It’s like a whole new world. Thirty degree heat in October, a new ‘outcomes focused’ code of conduct, the introduction of alternative business structures and a Saturday night without Simon Cowell. Thank goodness Bruce is still on the Beeb to keep us all grounded and remind us that it’s autumn in England. It’s also a time of change in the office as new trainees arrive, others move seats and, sadly, some are lost to ‘new opportunities’.
It’s difficult to think back to how life was like when I put on a new suit, new shirt and tie and filled my satchel with a packed lunch to head off to the office for the first time. I was fortunate that I knew many of my colleagues already, having spent the previous summer working at the photocopier and handing around the internal mail. But for trainees now there may have been a fortnight of vacation placement two or even three years ago and a very different set of faces.
It’s also difficult to remember what life was like when I didn’t know what I was doing (some people may dispute that I know what I am doing now, but at least I get away with charging for it). In many firms a significant proportion of trainees have not come, as I did, from a traditional route to the job. Although jurisprudence and constitutional law is not to everyone’s taste, an academic law degree did give me an insight into each area of the law and a good foundation from which to build my knowledge in the areas that interested me.
Although the one-year conversion course ticks all the necessary boxes, there is no time for the students to properly understand each area or get to know or like one over another. I’m told it’s a difficult course and I have little doubt that it is, but it seems to me that is a test of speed learning, not understanding. It could be considered a good thing. When I was on the Junior Lawyers Executive Committee, and before the recession hit, we were committed to raising awareness among law firms about the dangers of early specialisation in a particular area. Sadly, the property crash saw many junior lawyers who had been tempted into a life of conveying real estate by big cash salaries and bonus schemes were unceremoniously dumped by their firms. Without a good foundation in other areas, the skills and experience gained made it difficult to transfer across to another specialism. Sadly, this problem still exists, but those who have training contracts at the moment are really the lucky ones.
A flying start
So, when the new trainees arrive, fresh-faced, wide-eyed and ready to learn, it is important to remember that the training they receive from their supervisors, partners and peers will set them up for their future careers. It is easy, especially when busy, to defer the photocopying and tea making to them. I have no problem doing that and remind them that it wasn’t that long ago that trainee solicitors had to pay for the privilege of cleaning the senior partner’s boots and driving them home from the pub on a Friday afternoon. But it is fundamental to good training to provide an education, variety and opportunity. Of course this might take some extra effort. Yes, you could have done it yourself in the time taken to check it, but the lesson is worth much more than that.

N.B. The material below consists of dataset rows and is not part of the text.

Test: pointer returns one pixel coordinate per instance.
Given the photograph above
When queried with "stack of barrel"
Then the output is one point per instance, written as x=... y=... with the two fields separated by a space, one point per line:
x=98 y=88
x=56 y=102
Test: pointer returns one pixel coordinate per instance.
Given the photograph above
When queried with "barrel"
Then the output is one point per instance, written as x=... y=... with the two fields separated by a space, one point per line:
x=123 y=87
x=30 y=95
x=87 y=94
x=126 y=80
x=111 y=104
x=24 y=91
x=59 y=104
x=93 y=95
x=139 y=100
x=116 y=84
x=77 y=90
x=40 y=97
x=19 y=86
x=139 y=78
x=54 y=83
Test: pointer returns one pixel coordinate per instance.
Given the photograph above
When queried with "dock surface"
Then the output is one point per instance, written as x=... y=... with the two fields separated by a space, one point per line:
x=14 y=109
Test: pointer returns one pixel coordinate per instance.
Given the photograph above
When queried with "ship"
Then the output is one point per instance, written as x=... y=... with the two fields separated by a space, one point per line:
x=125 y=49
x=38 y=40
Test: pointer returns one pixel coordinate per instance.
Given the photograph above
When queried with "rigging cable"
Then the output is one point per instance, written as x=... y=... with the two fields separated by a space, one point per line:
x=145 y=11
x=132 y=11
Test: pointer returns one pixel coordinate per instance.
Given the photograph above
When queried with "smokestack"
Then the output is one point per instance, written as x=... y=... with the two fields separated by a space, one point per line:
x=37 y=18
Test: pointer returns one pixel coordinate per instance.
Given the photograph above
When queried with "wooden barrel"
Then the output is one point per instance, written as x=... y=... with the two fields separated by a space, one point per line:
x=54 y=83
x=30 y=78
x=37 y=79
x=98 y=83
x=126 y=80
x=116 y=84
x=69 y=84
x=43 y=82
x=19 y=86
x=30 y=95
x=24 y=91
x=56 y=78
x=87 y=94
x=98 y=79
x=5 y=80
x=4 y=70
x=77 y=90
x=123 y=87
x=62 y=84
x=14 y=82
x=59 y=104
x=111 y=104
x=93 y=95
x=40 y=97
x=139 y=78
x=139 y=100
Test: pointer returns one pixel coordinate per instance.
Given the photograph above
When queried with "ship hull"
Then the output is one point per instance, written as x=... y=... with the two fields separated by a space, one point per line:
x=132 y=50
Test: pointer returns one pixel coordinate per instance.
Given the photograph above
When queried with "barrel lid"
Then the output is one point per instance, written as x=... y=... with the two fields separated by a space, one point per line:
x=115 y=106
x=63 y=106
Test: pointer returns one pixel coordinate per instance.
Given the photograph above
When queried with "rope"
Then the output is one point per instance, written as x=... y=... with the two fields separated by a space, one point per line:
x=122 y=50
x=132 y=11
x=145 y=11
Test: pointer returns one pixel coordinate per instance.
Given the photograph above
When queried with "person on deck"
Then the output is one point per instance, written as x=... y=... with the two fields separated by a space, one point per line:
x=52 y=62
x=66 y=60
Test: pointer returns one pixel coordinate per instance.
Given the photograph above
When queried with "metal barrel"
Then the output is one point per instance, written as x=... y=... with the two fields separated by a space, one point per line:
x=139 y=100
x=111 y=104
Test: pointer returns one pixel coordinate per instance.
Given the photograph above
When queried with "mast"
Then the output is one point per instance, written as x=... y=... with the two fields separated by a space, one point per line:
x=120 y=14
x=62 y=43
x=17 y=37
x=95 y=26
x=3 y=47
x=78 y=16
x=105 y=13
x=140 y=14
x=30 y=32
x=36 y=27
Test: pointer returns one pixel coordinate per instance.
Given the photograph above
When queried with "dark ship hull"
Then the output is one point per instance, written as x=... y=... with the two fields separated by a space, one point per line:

I was fortunate to have had an excellent experience in my training contract. I was given the opportunity to manage my own caseload, make mistakes but also learn from them. It goes without saying that I was supervised (probably more closely than I thought necessary at the time), but everything worked towards making me the best, most-rounded (I don’t just mean by consuming the daily selection of cakes) newly qualified solicitor I could be. When my two years were up, the bright lights of Leeds took me away from the firm where I trained, but I thank them for the commitment that they showed me. It has made me the solicitor I am today and for that I am grateful.